Senza fretta cavalco il toro diretto a casa.
La melodia della mia canzone saluta la sera.
Batto il ritmo, mi sento in armonia.
Non c’è bisogno di dire
Che ora sono uno di quelli che sanno.
Commento:
La lotta è finita. Il mandriano non è più
preoccupato di farcela o di non farcela. Sussurra una semplice canzone agreste.
A cavallo del toro, la sua attenzione non si concentra sulle cose di questo
mondo. Va avanti, senza badare a ciò che potrebbe tentare di attirarlo indietro.
Questa è l’ultima icona in cui compare il toro.
Cosa vuol dire? Significa che è l’ultimo stadio nel quale vi è ancora dualismo
tra mente e pensieri, tra mente e corpo, tra mente illuminata e mente
quotidiana. Comunque “la lotta è finita”: non c’è più preoccupazione. Questa
assenza di preoccupazione già preannuncia il definitivo superamento del
dualismo: la preoccupazione infatti segnala il desiderio tenace di risoluzione
del problema vissuto dal mandriano. C’è qualcosa che vivi come ostruente e
allora ti preoccupi. La preoccupazione è doppia: prima ti accorgi che qualcosa
non và, poi – una volta intrapresa una via di correzione – ti preoccupi che
questa non ti conduca alla risoluzione della questione. Ecco: tutto questo non
c’è più.
Si è quindi “senza fretta”: ci si sente in
armonia, non c’è nessuna necessità di correre, di cercare, di dibattersi nel
tentativo di fuga da una certa situazione subita come inopportuna, negativa,
erronea. Eppure c’è ancora una direzione: la non ancora abbandonata presenza
della mente fa qui capolino. Il toro è infatti “diretto a casa”. Finché ci sarà
la separazione tra il toro che cammina verso casa e la casa stessa, saremo
ancora nel dualismo. Anzi, la stessa consapevolezza di un toro e di una casa è
dualistica.

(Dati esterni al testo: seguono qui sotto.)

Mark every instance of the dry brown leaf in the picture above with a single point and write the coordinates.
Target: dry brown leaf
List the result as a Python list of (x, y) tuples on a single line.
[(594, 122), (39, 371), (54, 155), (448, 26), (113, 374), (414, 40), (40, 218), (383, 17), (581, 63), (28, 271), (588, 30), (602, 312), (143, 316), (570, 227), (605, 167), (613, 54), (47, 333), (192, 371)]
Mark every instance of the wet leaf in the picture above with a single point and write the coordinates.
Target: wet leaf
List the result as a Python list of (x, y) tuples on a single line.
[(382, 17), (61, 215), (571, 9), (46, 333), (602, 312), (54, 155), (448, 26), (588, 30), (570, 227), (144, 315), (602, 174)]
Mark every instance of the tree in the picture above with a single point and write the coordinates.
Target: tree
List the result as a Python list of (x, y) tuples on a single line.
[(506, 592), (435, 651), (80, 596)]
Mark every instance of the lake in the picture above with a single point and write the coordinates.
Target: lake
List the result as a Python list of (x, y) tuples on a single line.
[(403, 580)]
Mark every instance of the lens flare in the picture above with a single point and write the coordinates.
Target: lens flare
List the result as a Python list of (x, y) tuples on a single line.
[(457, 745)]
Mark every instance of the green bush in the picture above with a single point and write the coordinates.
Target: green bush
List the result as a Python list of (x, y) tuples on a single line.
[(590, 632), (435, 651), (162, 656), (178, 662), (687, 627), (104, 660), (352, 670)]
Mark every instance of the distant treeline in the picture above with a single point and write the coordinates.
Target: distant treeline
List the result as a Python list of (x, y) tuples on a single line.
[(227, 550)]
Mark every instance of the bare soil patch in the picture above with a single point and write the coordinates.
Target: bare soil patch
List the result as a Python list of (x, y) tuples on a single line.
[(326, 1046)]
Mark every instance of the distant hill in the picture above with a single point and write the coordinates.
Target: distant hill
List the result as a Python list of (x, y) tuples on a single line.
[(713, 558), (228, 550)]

Il mandriano, seppur già estraneo alla strettoia della
concentrazione “sulle cose di questo mondo”, nonostante l’abbandono da parte sua
del pensiero opprimente di possibili nuovi errori, di ricadute future più o meno
imminenti, è ancora sulla via del ritorno. Segue il suo percorso, ritiene la
pratica una disciplina che lo allontani da un certo stato mentale per condurlo a
casa. Suona la sua canzone, ma quando non ci sarà più il suonatore e il flauto
suonato, cosa resterà?
Qui il mandriano non saprebbe dire una sola
parola.
Un'ultima cosa. La canzone è agreste: è il classico approccio zen alla natura.
L'uomo con mente naturale è inserito armoniosamente nella natura, tra gli enti
di questo universo, non vivendoli più come ostacolo alla propria vita. Eppure
Kakuan ci dice anche che il mandriano non si concentra più sulle cose di questo
mondo. Il motivo è molto semplice, non si tratta di una contraddizione. Il fatto
è che solo passando dalla brama (che ci incatena alle cose) alla libera e
liberante fruizione della piena realtà, si può vivere naturalmente, con
mente aperta allo splendore delle cose, della loro realtà e della loro
mutevolezza. Non più contratti, concentrati, ma consapevoli, sciolti; non più
coattamente proiettati "sulle" cose di questo mondo, ma "tra" di esse, con
atteggiamento libero e vuoto, pacificato e partecipante.